We humans are fascinated by the problems of others because our basic instincts to both protect ourselves and see if we can benefit from 'the problem'. So we inevitably ask 'What is the problem?'
Socially and politically asking more about the problem may not be a bad thing, but for a boss or colleague it can be very bad. Let me explain.
'What is the problem?' is an open ended question. As a result the pace, content, length and duration of the conversation is decided by the complainer, i.e. the person with the perceived 'problem'.
If unchecked the complainer will rarely be brief. He or she will come to the point only after a lot of moaning and groaning, consuming a rather significant amount of the listeners patience, energy and time.
This is exactly what the complainer seeks to achieve by their droning on. To get us to accept, that there is a problem and since we are now an informed party, we are somehow now responsible to solve the problem. If we cannot solve the problem we become a part of it.
Most people are caring beings and in all sincerity feel obliged to help out, often and inadvertently become stakeholders in the problem's resolution. This unconscious sometimes intentional tactic allows most complainers to escape effort and responsibility for resolution of the problem. This delegation of the problem sideways to a colleague or spouse or upwards to a boss or a parent is extremely common.
Being drawn in to solve someone else's problems which they themselves were capable of and should have solved, consumes a lot of our energy and time. We have no time for ourselves and our work and responsibilities.
This is why bosses and owners are the ones who work all the time even on their holidays and at home. They are the first to arrive and the last to leave the workplace. This is also the reason people discover that with increasing seniority comes greater prestige and money but also more headaches and less enjoyment in one's career.
Once you successfully resolve the problems of others which they should have undertaken themselves, it becomes a habit.

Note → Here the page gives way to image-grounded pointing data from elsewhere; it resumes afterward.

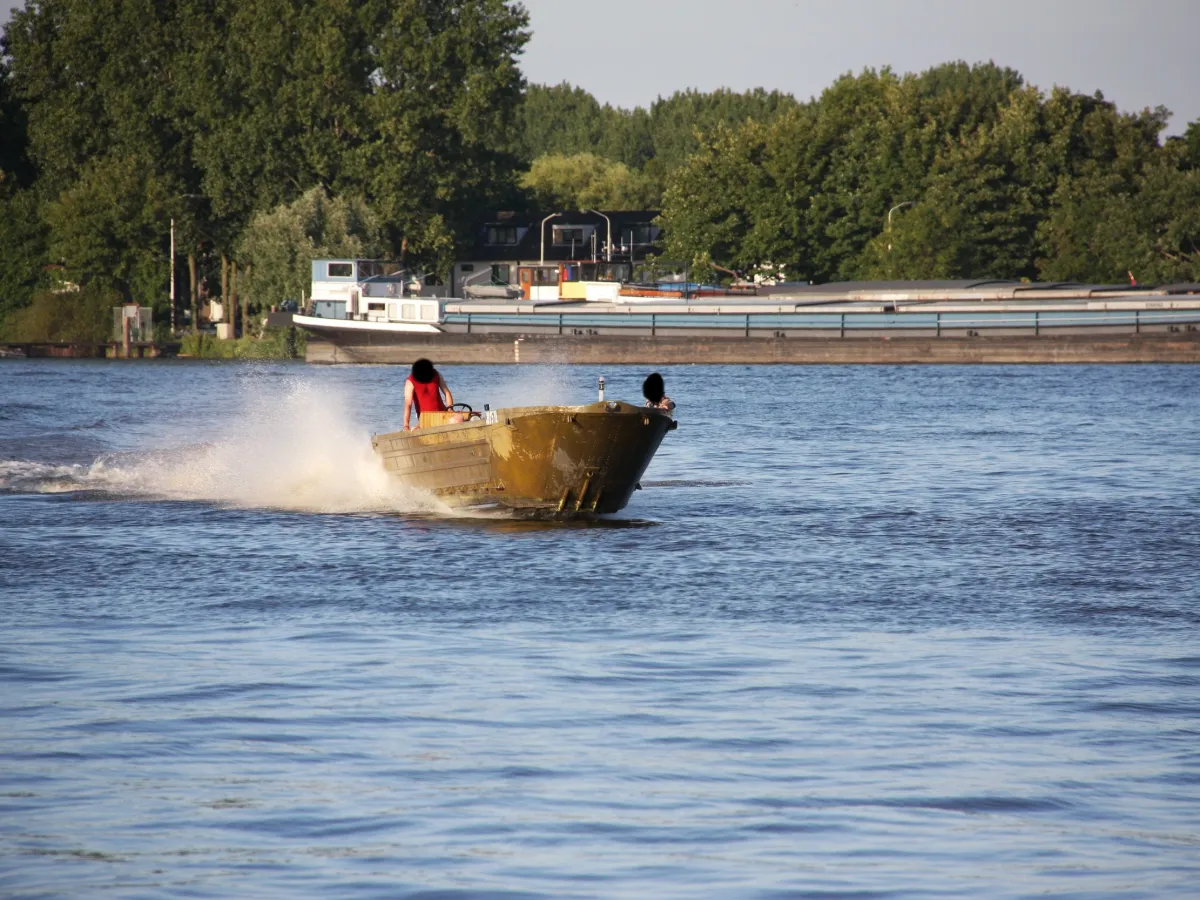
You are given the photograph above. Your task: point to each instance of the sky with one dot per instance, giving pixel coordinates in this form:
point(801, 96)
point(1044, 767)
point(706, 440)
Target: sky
point(1139, 53)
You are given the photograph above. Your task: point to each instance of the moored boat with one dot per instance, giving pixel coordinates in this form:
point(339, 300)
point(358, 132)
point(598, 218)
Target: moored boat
point(532, 461)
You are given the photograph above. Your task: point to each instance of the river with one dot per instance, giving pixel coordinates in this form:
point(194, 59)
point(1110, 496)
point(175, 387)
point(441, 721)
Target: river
point(867, 633)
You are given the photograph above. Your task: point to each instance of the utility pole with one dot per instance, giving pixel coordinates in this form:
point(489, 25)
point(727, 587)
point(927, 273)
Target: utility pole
point(172, 277)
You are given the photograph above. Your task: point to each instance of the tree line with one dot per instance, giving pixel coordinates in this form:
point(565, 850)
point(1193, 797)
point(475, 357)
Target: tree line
point(275, 131)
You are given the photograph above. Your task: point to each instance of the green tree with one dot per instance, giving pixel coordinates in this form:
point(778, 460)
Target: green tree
point(587, 181)
point(279, 246)
point(445, 91)
point(733, 204)
point(111, 229)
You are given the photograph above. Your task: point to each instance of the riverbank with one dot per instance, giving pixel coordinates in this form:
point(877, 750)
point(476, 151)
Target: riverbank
point(457, 349)
point(275, 343)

So we can expect more problems being sent our way to help resolve.
Unfortunately, the reward for good work is more work. If one is good at solving problems and tackling issues, one gets inundated with more of the same, issues to tackle and problems to solve of others.
We often sense something is wrong in how we are operating and wonder how did we became the magnet for solving the real and imaginary problems of others.

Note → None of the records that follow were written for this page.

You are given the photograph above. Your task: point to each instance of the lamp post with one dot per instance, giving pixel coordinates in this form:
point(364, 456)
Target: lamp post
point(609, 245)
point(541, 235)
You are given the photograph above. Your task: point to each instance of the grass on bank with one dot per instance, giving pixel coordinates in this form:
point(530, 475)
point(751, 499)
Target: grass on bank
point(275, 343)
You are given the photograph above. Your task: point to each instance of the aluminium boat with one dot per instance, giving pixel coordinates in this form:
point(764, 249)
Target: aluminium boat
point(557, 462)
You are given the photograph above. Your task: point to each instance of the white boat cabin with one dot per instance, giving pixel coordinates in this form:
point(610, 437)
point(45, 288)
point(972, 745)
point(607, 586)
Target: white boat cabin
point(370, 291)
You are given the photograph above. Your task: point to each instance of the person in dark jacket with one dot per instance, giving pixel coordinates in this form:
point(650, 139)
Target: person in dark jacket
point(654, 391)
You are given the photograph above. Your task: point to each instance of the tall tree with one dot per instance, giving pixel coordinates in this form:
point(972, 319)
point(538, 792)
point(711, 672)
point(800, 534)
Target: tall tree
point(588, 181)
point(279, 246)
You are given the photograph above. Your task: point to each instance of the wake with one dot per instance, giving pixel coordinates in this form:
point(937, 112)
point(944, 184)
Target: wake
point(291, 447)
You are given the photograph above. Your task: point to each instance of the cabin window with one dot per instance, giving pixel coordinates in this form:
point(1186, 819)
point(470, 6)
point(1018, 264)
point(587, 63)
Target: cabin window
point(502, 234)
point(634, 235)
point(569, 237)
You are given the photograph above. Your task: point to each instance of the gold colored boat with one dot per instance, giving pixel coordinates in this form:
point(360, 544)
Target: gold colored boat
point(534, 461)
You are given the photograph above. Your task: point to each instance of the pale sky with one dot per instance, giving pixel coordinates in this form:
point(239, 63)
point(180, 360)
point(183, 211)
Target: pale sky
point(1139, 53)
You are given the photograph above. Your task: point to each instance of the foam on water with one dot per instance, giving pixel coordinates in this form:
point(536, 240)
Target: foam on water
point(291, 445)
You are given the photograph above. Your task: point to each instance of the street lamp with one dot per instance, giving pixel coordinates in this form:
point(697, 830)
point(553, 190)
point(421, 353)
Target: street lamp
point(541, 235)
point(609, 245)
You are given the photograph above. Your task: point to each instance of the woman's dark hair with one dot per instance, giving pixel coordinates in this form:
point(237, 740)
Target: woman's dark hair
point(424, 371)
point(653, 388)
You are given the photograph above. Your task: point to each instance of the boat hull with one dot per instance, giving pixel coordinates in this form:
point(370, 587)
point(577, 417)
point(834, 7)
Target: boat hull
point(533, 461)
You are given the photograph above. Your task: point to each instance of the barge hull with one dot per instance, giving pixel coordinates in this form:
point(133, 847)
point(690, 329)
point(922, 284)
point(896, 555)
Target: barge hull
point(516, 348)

Initially one feels like a superman or woman getting terribly excited about our moving and shaking abilities.
In due course of time we grow angry, frustrated, confused and exhausted by 'overwork'. The situation hampers one's ability to fulfil one's own agenda and find time for themselves, our families and our interests.
As a boss, colleague, spouse, partner or parent, it is not our job to solve problems of others, but to assist and facilitate their ability to solve their problems on their own. This is one of the key approaches to achieving success and realising happiness.